Pelarangan itu didasarkan pada Undang-Undang Nomor 18 Tahun 2009 tentang Peternakan dan Kesehatan Hewan Pasal 50 Ayat (1) dan Pasal 51 Ayat (3). Pasal 50 Ayat (1) yang berbunyi, "Obat hewan yang dibuat dan disediakan dengan maksud untuk diedarkan harus memiliki nomor pendaftaran". Pasal 51 Ayat (3) berbunyi, "Setiap orang dilarang menggunakan obat hewan tertentu pada ternak yang produknya untuk konsumsi manusia".

"Untuk itu, pemerintah harus ambil tindakan tegas atas pelaku penggunaan agonis beta-2," katanya kepada gresnews.com, Kamis (9/7).

Ia juga mempertanyakan asal penggunaan daging yang tercemar. Jika perusahaan tersebut menggunakan daging impor, maka selain terdapat zat berbahaya, maka daging juga tak segar lantaran telah mengalami proses pembekuan yang lama sehingga tingkat gizi jelas berbeda," katanya.

"Tapi jika ini daging lokal, maka ada unsur pelemahan karena importir takut berkompetisi dengan pengusaha lokal yang dagingnya lebih segar," katanya. Hal ini serupa dengan isu pelemahan beras beberapa waktu lalu melalui beras plastik. Dimana tak terdapat ujung dan pangkalnya.

Salbutamol dan Clenbuterol ini telah lama digunakan sejak tahun 1960 sebagai suplemen untuk menggemukkan sapi potong, babi, dan ayam broiler. Kedua obat itu meningkatkan massa otot dan membuat pemberian pakan lebih efisien.

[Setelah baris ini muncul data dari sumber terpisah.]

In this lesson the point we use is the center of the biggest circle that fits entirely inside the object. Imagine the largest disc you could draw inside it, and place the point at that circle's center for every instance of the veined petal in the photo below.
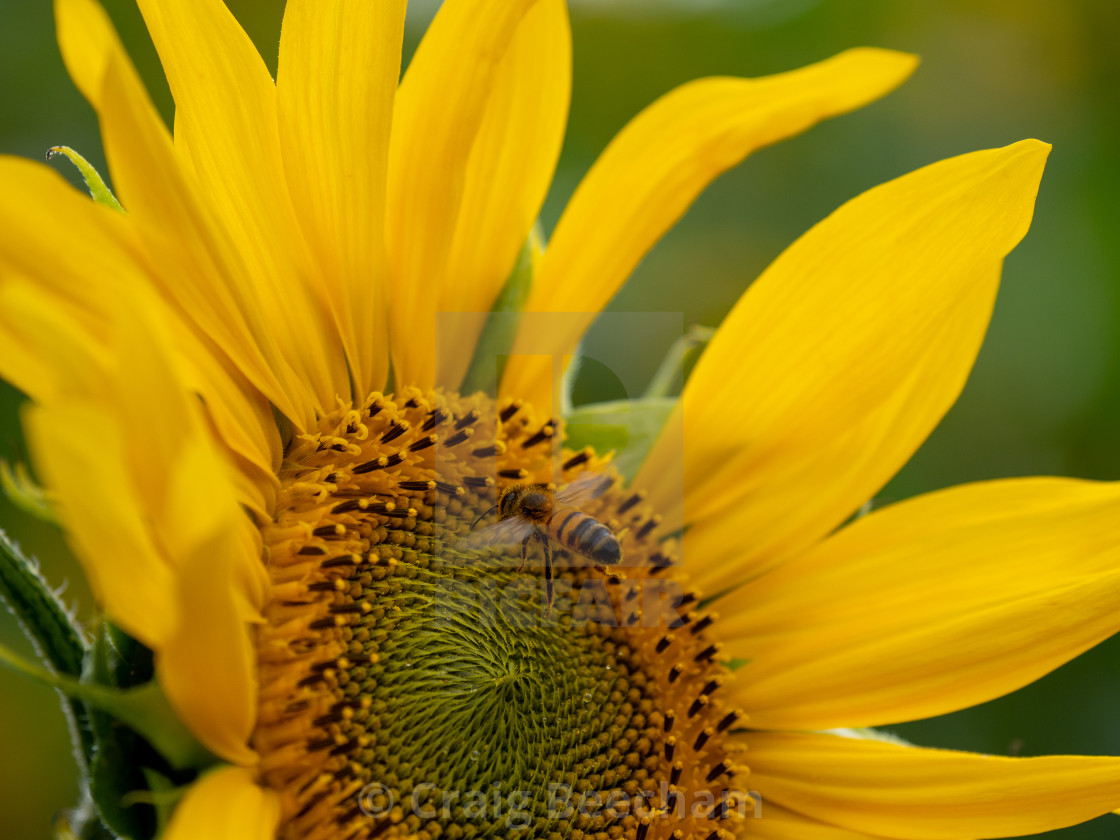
(199, 271)
(509, 174)
(775, 822)
(927, 794)
(653, 170)
(440, 108)
(339, 64)
(945, 600)
(225, 804)
(207, 666)
(226, 126)
(839, 361)
(77, 445)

Namun, pada manusia, Agonis beta-2 adalah kelompok obat-obatan bronchodilator atau pelebar saluran napas bagian dalam. Dipakai guna melemaskan otot di sekitar saluran napas yang menyempit pada serangan asma atau penyakit paru-paru tersumbat kronis.

EFEK TERHADAP MANUSIA - Efek samping pada manusia tercatat ada 73 macam, antara lain percepatan detak jantung serta bergetarnya lengan dan tungkai. Efek samping lainnya adalah rasa sakit di perut dan kantung kemih, kencing berdarah, halusinasi, dan kelemahan tubuh.

"Ini juga termasuk contoh kelemahan karantina, seharusnya badan karantina dijadikan satu. Jangan dipisah-pisah antara kehutanan, perikanan, perkebunan dll," katanya.

Langkah ini, menurutnya akan memudahkan pengawasan seluruh produk berbahaya. Sebab kemungkinan lolosnya produk berbahaya baik yang sudah maupun belum dikarantina dikhawatirkan lantaran tak satunya koordinasi. Pada negara lain seperti Amerika dan Inggris, sistem karantina, pengawasan satu atap ini sudah lama diterapkan.

"Ini juga meminimalisir kemungkinan ada main di bawah tangan untuk meloloskan barang berbahaya," katanya.

Ia menyatakan, barang yang sudah dikarantina memang banyak yang lolos lantaran ketidaksinergian penegakan hukum. "Ini tindak pidana ekonomi tapi polisi tak bisa masuk karena  pabean. Saya juga usulkan UU Pabean direvisi," tutupnya.